Poverty & Healthcare

One in eight adults have HIV/AIDS

With around one in eight adults in Zambia living with HIV/AIDS, the country has been one of the worst-affected by the epidemic.

The terrible toll taken by AIDS

HIV/AIDS kills around 50,000 Zambians each year and has left around 700,000 orphans.

Early deaths have deprived Zambia of skilled workers and created a growing number of orphaned children.

Malnutrition from poverty

Malnutrition, caused by endemic poverty, is widespread in the country, particularly in rural areas. Many families rely on subsistence farming and smallholders are being encouraged to use new crop varieties and farming techniques to increase harvests – see Climate & Agriculture.

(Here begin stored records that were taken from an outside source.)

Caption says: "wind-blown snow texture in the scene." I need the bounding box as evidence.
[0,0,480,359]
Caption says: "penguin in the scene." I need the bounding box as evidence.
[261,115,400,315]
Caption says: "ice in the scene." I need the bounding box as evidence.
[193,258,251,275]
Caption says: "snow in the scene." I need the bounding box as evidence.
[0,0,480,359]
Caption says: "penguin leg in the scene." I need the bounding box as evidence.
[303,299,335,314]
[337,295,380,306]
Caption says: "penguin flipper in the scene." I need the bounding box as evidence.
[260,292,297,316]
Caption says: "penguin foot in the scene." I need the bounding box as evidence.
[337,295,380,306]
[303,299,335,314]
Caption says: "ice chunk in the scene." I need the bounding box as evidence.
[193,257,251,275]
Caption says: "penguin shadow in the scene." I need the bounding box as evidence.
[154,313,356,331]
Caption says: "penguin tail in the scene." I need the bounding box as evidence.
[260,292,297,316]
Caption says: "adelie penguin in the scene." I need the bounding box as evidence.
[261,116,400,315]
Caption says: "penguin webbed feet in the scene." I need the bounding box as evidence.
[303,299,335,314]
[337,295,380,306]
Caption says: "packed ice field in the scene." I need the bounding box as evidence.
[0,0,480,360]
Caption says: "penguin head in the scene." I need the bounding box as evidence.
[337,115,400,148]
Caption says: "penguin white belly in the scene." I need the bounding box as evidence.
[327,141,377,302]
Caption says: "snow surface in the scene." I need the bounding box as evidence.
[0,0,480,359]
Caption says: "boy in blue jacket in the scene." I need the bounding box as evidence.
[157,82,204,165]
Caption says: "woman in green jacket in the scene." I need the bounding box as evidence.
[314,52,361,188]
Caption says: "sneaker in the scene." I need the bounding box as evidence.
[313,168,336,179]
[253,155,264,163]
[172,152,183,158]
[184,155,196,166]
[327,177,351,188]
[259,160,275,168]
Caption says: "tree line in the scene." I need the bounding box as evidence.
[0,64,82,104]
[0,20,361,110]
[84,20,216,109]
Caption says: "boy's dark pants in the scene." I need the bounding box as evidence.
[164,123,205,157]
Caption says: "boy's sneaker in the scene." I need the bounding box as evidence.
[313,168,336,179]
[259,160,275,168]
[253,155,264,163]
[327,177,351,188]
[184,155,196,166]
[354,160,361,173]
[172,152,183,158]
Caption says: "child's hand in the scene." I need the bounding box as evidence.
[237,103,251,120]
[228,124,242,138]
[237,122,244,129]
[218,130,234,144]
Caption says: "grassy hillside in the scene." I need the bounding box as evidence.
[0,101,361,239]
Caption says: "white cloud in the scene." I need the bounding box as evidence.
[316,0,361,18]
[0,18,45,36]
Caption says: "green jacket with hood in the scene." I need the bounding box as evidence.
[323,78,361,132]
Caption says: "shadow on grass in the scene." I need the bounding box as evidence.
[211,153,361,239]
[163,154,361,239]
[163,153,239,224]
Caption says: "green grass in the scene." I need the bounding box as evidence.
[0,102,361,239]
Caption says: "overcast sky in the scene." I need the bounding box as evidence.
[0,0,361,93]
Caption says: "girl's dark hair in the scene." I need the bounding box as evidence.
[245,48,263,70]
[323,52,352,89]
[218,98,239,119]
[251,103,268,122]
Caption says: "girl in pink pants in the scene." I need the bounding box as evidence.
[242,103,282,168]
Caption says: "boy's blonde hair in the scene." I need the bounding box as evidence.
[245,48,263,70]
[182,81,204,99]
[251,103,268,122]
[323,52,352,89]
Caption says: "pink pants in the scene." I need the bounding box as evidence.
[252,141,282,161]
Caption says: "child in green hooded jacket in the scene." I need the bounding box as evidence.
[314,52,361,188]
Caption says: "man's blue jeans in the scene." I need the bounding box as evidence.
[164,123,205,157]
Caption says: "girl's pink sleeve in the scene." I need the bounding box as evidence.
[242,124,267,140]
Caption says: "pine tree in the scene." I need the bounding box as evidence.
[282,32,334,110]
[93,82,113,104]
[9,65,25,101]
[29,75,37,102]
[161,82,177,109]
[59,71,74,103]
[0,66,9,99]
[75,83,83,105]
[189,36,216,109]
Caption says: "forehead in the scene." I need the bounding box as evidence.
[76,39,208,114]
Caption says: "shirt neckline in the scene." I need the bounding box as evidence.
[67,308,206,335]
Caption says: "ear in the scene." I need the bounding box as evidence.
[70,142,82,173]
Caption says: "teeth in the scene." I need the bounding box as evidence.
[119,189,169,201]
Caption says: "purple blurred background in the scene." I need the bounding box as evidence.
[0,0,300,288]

Nearly half of all children under five are stunted, while 15% are severely malnourished and underweight (WHO 2000–2009).

For every 1,000 live births, 140 children will die in Zambia before they reach five years of age, according to the World Health Organization (WHO, 2009).

Resurgence of malaria

Net protection

Supported by the WHO and the Global Fund to fight AIDS, Tuberculosis and Malaria, there has been a huge programme to distribute mosquito nets in the last five years. Mosquito nets are owned by two-thirds of households (though they are not always used).

Malaria is an additional problem in Zambia, where 3 million cases were reported in 2009 (WHO). Over the last decade, measures have been taken to reduce infections, including indoor spraying and the dissemination of insecticide-treated mosquito nets.

But despite a reduction in cases since 2000, malaria is proving hard to control and there has recently been a resurgence in some areas.

A woman lying sick in bedDoctors at a premium

Considerable investment was made in the healthcare system following independence. Zambia has a number of general and smaller hospitals (some of them missionary-run) in towns, as well as a network of rural health centres.

A policy of free healthcare was adopted in the late 1970s, although services today suffer from a severe shortage of doctors and specialist staff.

According to the WHO there were only 650 doctors working in Zambia between 2000–2010 (less than one doctor for every 10,000 people).